Assurance loyers impayés (GLI) : guide complet 2026

Garanties, plafonds, conditions d'éligibilité locataire, tarifs et critères pour choisir la meilleure GLI en tant que propriétaire bailleur.

Temps de lecture estimé : 24 min · Mis à jour le 7 mai 2026

En 2026, les loyers impayés restent la hantise numéro un des propriétaires-bailleurs français. Avec une hausse de +21 % des impayés au premier trimestre 2025 selon l'ANIL [12], des expulsions en progression de +125 % depuis 2020 [12] et un délai moyen de 15 mois pour récupérer son bien, la question de la sécurisation des revenus locatifs n'a jamais été aussi cruciale. Dans ce contexte, la Garantie Loyers Impayés (GLI) s'impose comme l'outil de protection le plus complet pour les bailleurs. Ce guide complet de la Garantie Loyers Impayés (GLI) en 2026 vous explique tout : définition, fonctionnement, tarifs, conditions d'éligibilité, avantage fiscal et comparatif avec Visale et la caution solidaire. Pour comparer les meilleures offres GLI du marché et tester l'éligibilité de votre locataire, consultez notre comparatif complet sur AssurancesLabs.

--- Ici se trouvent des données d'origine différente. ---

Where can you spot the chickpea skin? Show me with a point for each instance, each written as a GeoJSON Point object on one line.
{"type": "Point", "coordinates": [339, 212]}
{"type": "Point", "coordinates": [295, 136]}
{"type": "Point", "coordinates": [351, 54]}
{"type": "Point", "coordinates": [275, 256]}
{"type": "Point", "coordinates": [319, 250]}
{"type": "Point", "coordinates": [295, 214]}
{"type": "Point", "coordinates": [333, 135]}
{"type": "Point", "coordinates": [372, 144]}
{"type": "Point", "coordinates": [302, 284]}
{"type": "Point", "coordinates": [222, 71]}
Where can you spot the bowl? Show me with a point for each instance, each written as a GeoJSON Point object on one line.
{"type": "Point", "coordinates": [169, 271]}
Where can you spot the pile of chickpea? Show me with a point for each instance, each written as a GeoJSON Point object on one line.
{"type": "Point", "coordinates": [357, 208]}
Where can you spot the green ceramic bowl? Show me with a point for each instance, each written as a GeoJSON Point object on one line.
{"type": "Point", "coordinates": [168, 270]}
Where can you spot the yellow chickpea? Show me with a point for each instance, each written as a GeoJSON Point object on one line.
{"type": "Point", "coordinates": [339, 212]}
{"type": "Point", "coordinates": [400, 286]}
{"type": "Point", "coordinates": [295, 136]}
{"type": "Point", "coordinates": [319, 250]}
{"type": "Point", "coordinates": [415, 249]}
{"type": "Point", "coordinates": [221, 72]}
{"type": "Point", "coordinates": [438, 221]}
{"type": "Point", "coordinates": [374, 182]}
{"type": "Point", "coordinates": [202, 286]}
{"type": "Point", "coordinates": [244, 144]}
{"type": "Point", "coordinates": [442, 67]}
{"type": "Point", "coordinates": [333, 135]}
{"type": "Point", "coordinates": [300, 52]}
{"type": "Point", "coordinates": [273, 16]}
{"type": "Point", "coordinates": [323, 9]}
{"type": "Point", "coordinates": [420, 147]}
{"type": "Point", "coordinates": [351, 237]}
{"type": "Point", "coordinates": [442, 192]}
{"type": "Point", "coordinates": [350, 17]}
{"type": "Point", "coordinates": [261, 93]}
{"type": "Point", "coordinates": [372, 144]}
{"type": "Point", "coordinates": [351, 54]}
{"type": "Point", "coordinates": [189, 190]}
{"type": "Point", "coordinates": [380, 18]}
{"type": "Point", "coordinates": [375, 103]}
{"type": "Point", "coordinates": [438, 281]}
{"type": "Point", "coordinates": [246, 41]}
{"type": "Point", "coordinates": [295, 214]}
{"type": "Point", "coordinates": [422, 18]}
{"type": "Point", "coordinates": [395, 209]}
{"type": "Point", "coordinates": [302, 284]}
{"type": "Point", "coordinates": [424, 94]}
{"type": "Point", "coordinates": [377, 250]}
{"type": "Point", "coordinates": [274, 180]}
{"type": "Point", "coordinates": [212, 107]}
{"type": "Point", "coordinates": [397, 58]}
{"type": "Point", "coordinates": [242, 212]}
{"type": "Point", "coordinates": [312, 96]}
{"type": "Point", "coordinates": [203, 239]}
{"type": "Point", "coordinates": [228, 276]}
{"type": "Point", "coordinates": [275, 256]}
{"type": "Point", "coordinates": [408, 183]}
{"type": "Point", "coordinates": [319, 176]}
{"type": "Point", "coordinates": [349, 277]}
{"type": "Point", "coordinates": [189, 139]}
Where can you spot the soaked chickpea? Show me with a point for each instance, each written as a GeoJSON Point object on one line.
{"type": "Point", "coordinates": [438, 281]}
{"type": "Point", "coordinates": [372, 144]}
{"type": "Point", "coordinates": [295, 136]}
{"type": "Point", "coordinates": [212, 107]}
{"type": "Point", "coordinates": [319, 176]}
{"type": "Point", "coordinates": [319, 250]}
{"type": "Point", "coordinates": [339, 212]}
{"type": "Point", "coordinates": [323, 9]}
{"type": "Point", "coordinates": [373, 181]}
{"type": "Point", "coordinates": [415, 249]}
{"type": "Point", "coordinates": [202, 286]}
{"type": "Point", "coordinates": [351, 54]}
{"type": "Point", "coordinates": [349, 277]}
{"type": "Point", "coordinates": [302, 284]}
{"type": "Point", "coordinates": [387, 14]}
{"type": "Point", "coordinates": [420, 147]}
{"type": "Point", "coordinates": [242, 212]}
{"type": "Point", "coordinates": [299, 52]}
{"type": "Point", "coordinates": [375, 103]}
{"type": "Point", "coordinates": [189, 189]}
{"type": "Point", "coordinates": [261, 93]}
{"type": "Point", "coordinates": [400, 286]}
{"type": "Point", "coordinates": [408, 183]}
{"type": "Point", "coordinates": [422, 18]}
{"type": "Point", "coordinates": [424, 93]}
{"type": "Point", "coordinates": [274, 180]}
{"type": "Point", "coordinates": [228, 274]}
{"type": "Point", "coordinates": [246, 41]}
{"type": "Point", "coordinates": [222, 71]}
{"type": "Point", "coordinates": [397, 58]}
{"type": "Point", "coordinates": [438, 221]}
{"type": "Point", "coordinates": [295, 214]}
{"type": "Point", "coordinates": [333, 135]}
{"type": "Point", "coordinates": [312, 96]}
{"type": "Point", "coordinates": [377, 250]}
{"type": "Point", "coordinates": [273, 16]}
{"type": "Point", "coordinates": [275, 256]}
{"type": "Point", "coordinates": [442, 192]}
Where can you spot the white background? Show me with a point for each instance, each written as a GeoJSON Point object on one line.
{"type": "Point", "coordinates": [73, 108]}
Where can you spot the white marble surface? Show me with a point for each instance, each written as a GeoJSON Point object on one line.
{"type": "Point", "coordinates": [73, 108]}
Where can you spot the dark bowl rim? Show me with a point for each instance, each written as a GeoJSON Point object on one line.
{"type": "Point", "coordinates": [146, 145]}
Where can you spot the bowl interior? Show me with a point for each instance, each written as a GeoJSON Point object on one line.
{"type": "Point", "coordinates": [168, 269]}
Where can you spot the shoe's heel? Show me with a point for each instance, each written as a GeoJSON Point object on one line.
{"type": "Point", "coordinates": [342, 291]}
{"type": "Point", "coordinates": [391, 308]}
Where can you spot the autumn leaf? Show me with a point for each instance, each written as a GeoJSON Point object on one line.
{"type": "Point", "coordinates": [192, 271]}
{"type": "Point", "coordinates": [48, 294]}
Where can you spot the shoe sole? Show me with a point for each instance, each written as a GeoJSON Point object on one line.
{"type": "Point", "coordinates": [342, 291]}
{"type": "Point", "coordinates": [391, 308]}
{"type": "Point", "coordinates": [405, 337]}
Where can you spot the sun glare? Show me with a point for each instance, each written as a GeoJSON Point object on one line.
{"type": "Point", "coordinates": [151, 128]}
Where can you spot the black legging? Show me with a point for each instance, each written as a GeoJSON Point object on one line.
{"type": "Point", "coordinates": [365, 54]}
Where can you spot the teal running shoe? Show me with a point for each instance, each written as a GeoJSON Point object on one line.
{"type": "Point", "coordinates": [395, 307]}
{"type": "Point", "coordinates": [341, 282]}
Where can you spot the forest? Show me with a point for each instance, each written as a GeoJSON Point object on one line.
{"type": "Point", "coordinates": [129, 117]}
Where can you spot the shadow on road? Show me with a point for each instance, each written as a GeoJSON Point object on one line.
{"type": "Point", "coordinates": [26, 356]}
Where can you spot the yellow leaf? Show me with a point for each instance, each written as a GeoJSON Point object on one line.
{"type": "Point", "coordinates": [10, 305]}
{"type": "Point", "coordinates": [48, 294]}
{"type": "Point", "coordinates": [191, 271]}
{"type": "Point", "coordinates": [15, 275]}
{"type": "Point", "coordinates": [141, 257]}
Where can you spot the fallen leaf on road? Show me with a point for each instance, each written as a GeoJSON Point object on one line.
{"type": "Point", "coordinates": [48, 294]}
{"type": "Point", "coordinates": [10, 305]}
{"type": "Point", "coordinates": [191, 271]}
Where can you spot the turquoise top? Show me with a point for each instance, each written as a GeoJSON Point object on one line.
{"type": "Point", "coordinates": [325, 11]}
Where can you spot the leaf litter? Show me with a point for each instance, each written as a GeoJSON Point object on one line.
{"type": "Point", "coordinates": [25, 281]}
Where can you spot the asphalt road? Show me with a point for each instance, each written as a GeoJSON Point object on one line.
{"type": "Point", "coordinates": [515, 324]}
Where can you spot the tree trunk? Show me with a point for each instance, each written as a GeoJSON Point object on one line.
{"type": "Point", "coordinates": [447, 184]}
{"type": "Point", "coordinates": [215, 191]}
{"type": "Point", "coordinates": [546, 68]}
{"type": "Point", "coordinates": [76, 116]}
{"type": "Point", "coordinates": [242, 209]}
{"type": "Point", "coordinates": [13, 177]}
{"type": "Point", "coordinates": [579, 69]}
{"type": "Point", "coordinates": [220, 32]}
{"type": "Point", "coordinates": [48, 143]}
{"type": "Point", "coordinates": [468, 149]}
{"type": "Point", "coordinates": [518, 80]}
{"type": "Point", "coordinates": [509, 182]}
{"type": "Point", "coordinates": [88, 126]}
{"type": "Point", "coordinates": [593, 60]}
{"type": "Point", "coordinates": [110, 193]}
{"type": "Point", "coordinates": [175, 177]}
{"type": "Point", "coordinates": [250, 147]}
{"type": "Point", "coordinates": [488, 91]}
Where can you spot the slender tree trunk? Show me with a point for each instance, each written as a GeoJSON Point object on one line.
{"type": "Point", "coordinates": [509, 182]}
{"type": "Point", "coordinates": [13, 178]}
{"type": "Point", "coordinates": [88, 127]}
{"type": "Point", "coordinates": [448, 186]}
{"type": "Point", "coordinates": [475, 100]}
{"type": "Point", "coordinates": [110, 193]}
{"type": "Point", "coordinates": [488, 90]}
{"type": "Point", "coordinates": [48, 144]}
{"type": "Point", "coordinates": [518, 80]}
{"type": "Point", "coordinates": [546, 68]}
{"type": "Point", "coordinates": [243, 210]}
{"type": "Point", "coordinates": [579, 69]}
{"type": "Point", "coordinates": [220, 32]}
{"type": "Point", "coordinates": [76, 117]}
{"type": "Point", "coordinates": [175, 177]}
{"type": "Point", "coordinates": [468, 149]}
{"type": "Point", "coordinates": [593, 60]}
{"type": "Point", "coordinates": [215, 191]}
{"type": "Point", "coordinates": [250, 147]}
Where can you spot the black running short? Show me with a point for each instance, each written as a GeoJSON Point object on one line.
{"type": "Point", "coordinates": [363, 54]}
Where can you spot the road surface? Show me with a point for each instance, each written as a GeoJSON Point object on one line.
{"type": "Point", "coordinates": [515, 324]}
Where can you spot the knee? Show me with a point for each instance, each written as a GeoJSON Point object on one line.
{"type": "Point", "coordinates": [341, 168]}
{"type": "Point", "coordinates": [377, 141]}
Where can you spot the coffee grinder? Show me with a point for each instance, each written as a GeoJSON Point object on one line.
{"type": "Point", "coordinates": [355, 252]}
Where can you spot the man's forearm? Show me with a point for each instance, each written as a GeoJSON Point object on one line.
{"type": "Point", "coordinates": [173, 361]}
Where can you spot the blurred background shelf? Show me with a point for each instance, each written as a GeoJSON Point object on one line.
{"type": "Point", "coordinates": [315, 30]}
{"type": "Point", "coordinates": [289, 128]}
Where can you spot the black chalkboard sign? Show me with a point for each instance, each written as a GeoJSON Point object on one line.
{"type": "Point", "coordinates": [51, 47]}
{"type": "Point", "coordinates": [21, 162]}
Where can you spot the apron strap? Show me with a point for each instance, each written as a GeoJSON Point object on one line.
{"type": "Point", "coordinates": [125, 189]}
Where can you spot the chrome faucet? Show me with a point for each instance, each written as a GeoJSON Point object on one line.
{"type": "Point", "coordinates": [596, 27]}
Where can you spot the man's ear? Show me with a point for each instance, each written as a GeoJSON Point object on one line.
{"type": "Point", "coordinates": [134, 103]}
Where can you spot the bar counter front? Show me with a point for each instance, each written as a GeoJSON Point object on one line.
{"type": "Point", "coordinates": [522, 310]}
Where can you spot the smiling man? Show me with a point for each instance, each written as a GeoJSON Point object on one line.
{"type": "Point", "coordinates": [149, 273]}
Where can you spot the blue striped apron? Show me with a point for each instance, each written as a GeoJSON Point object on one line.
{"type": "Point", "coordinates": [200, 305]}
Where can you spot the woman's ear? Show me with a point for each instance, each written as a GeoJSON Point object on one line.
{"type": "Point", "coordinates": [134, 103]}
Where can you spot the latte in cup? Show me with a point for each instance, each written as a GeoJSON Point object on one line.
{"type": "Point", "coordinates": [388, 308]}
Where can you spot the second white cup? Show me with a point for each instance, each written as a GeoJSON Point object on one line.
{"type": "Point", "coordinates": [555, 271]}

Pourquoi la GLI est devenue incontournable en 2026

Le marché locatif français traverse une période de tensions inédites. Les chiffres parlent d'eux-mêmes :

  • Taux d'impayés de plus d'un mois en Île-de-France : 3,43 % en janvier 2025 (contre 3,58 % un an plus tôt, et seulement 0,89 % en janvier 2020) [11].
  • Grandes villes hors Paris : 3,49 %, et zones rurales et villes moyennes : plus de 4 %, contre 1,25 % avant le Covid [10].
  • Consultations pour dettes locatives : +11 % entre 2023 et 2024, +34 % depuis 2022 (CLCV) [12].
  • Commandements de payer : +25 % depuis 2020, et expulsions : +125 % sur la même période [12].
  • Coût moyen d'une procédure d'expulsion : jusqu'à 7 000 euros, avec un délai moyen de récupération du bien de 15 mois.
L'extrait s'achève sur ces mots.